Bebê de 1 ano fica com carregador cravado na testa após cair de cama em MG

Menina passou por cirurgia de emergência na segunda-feira (12) e recebeu alta nesta sexta-feira (16)

Objeto perfurante atravessou o osso do crânio da criança e atingiu o tecido cerebral | Foto: Reprodução
Siga-nos no

Uma menina de 1 ano e seis meses precisou passar por cirurgia de urgência após cair da cama e ter um carregador de celular cravado na testa, em Divinópolis, cidade da região Oeste de Minas Gerais. O acidente ocorreu na última segunda-feira (12), segundo o neurocirurgião Bruno Castro, responsável pelo atendimento.

De acordo com o médico, a principal hipótese é que a criança estava com o carregador na mão quando caiu, e o objeto perfou a região frontal do crânio, próximo ao olho.

“Familiares contaram que, por volta das sete horas, a mãe escutou o choro da menina e a encontrou caída no chão do quarto, com sinais de sangramento e o carregador cravado atravessando o crânio”, relatou Bruno Castro.

Atendimento imediato e cirurgia

Após perceber a gravidade da situação, a criança foi levada imediatamente pelo Samu ao Hospital São João de Deus, onde passou por procedimentos de limpeza, retirada do objeto, lavagem, fechamento e reconstrução da área afetada.

“A tomografia mostrou que o pino havia transfixado a calota craniana. A cirurgia foi rápida, tranquila e sem intercorrências”, explicou o neurocirurgião.

A menina ficou 36 horas em observação no CTI pediátrico. Uma nova tomografia indicou que não havia mais sangramento intracraniano, permitindo sua transferência para a enfermaria.
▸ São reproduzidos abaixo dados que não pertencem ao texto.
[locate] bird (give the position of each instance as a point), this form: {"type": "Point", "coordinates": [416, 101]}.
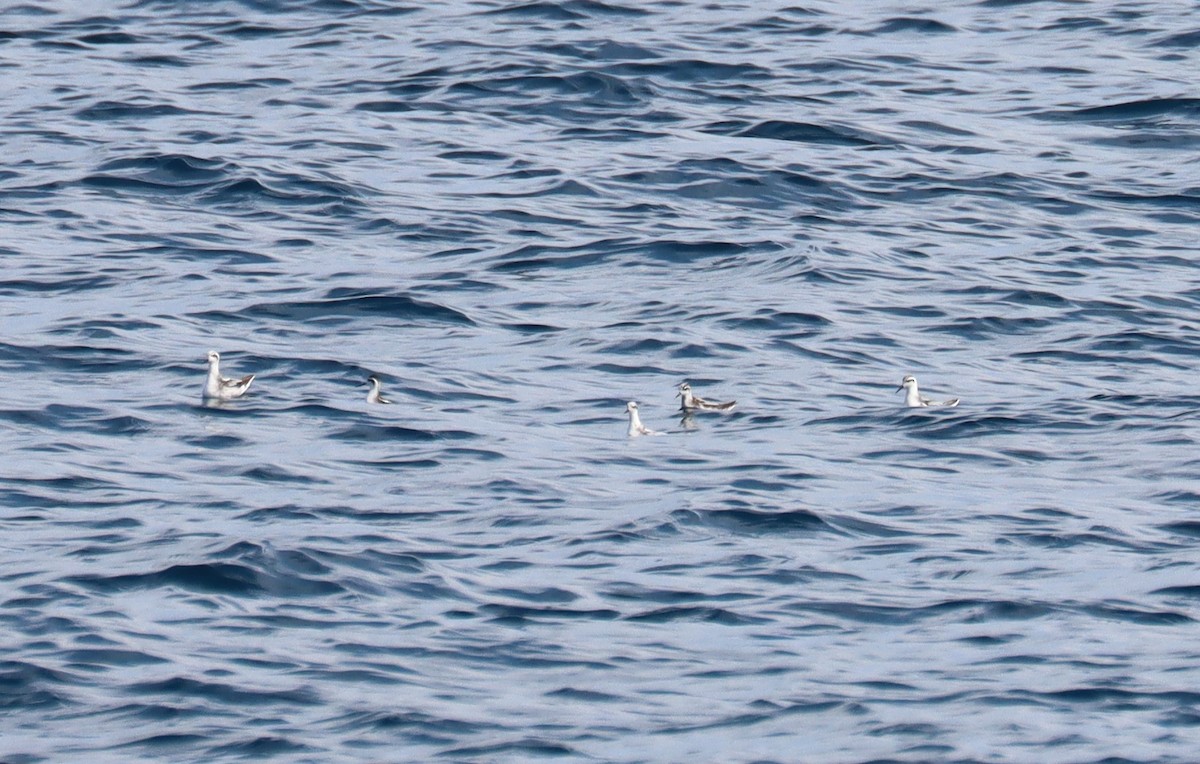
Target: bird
{"type": "Point", "coordinates": [217, 387]}
{"type": "Point", "coordinates": [695, 403]}
{"type": "Point", "coordinates": [915, 399]}
{"type": "Point", "coordinates": [635, 423]}
{"type": "Point", "coordinates": [375, 396]}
Foto do cránio da criança pós-cirurgia no Hospital São João de Deus (Foto: Reprodução)

Alta hospitalar e recuperação

Nesta sexta-feira (16), a criança recebeu alta hospitalar. Segundo Bruno Castro, o maior risco de um traumatismo desse tipo é infecção, já que o cérebro é totalmente asséptico e qualquer germe pode causar meningite ou encefalite.

Apesar do impacto visual da foto do acidente, o machucado foi considerado pequeno e localizado, na ponta do lobo temporal. O especialista destacou que a criança tem grande capacidade de recuperação e há alta probabilidade de não apresentar sequelas.